The construction method of the LandScanTM dataset may also introduce bias. The smart interpolation approach employed by LandScanTM uses ancillary data such as road networks and satellite imagery to define occupation probabilities for all grid cells in a raster grid [51]. Assumptions made in generating these grid cell occupation probabilities, that people are most likely to live along roads for example, may not reflect true population distribution on the ground in some areas. In the field we did not encounter problems due to this theoretical limitation.

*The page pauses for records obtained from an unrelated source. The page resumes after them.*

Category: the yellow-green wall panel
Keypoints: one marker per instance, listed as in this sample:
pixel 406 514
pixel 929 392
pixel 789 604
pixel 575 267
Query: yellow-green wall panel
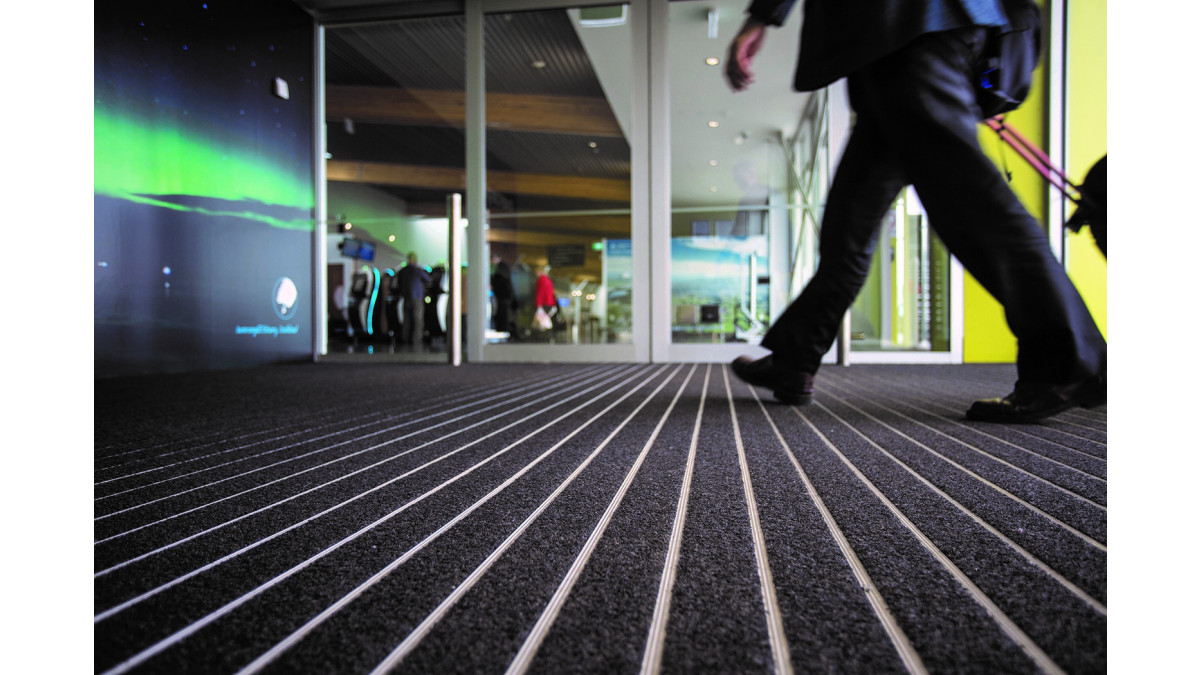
pixel 1087 139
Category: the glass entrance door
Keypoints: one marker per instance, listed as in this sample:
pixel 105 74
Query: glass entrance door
pixel 559 233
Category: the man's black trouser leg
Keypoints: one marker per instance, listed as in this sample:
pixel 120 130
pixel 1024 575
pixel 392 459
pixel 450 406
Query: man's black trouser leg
pixel 918 106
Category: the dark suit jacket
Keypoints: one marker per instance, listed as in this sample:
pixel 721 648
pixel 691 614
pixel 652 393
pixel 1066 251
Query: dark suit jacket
pixel 840 36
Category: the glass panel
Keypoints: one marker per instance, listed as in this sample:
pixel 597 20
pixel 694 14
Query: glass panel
pixel 558 175
pixel 395 151
pixel 905 302
pixel 733 195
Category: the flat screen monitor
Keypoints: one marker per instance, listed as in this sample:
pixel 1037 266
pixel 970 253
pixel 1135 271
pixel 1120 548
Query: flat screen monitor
pixel 358 249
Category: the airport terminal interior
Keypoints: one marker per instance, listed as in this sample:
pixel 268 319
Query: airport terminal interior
pixel 413 329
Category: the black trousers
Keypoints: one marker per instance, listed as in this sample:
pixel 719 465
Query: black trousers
pixel 917 124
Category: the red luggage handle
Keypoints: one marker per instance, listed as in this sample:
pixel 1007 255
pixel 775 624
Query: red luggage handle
pixel 1036 157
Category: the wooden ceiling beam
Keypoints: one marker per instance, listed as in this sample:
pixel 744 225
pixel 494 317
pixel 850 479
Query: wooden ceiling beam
pixel 513 112
pixel 443 178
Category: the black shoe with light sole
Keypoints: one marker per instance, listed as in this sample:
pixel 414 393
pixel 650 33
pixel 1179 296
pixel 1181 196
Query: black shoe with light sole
pixel 791 387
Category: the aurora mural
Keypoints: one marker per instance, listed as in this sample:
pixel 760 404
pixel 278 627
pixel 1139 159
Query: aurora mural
pixel 203 185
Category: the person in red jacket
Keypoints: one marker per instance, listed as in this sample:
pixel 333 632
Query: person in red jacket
pixel 544 298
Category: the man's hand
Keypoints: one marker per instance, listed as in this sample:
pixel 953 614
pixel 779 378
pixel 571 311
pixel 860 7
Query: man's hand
pixel 742 52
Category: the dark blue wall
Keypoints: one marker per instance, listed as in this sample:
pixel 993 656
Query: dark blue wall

Lastly, the use of Google EarthTM imagery may also introduce bias as images can be out-dated, thereby excluding recent development. This is especially problematic if the newly developed communities have differential mortality experiences. In our study, imagery dates range from 2002 to 2011, with the majority (70%) from late 2004. It is possible that households not captured in older imagery could be families fleeing more violent areas and therefore families with higher probability of mortality events. Google EarthTM satellite imagery may thereby select households that underestimate mortality. It is also important to note that Google EarthTM satellite imagery does not cover every region of the globe with high resolution images such that individual rooftops may not be identifiable. If this is the case, alternative sources of imagery may be needed.

We should note the measures of bias are both objective and subjective. Our own surveyors expressed concerns that this study sample appeared to minimize the enumeration of mortality events by the choice of too many clusters in remote areas and potentially protected populations (such as oil worker company enclaves) and not capturing mortality events among families that fled the country.

Conclusion

For a variety of political and economic failures, conflict affects many populations around the world. Given increasing resource constraints, economic instability, dwindling oil supplies, and food and water stress due to climate change, global conflicts are not likely to decrease. There is a dearth of published work regarding both the population impacts of conflict and appropriate methods for studying the public health effects of conflict [41]. Although subject to certain limitations, retrospective population-based mortality studies are an important tool in conflict epidemiology. Sampling is a challenge in such studies and alternatives that improve on the conventional cluster approach are needed. As Morris & Nguyen note in their review of cluster sampling used in humanitarian emergencies, we need to “look beyond the standard methods for measuring mortality” [6]. Adapting conventional cluster sampling and using novel data sources, tools, and technologies can improve the overall validity of retrospective survey estimates and support the feasibility of research in challenging conflict settings. The sampling strategy presented here was designed to generate a sample representative of the Iraqi population. We sought to reduce the potential for bias while considering the context specific challenges of the study setting. When designing sampling methods for retrospective population-based mortality surveys, researchers must consider all available methods, options for improving and adapting these methods for a particular setting and endpoint, and the implications for feasibility and study validity. This sampling strategy, or variations on it, are adaptable and should be tested in other conflict settings.